Wednesday, August 06, 2008

Foreign Affairs, International Law and the United States

I was going to spend this post ranting about the outcome of the first Guano Bay trial - which is in my view a mockery of the concept of justice for a variety of reasons.

Then there's the execution of Jose Medellin in Texas. While I am unquestionably opposed to the death penalty, that isn't the issue here:

Medellin's appeal to the top court relates to the Vienna Convention, an international treaty the U.S. signed that gives detained foreigners the right to consular help from their government.

The International Court of Justice, known also as the World Court, has argued that never happened in the case of Medellin and some 50 other Mexicans on death row in the United States.
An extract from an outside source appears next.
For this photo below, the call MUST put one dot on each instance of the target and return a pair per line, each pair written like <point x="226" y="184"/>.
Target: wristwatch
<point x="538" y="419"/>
In short, the executed criminal was never given access to Mexican consular services, even though the United States had signed the Vienna Convention. The execution of this man sends a clear message to the world - if the US signed a treaty, it's only meaningful as long as the Americans think it's to their advantage.

Which, of course, comes back to the Guantanamo Bay fiasco, where the United States is imposing arbitrary "law" upon people captured in a war zone - "law" that is arguably well beyond the limits that the Geneva Conventions would allow for.

The message is clear, the United States no longer subscribes to the very International Law that it has agreed to. I can imagine that travelling abroad on an American passport just became a whole lot riskier in some areas of the world - even with the size of the American army considered ... as the Romans proved, you cannot garrison the entire world - and sooner or later, somebody is going to decide to "make a point".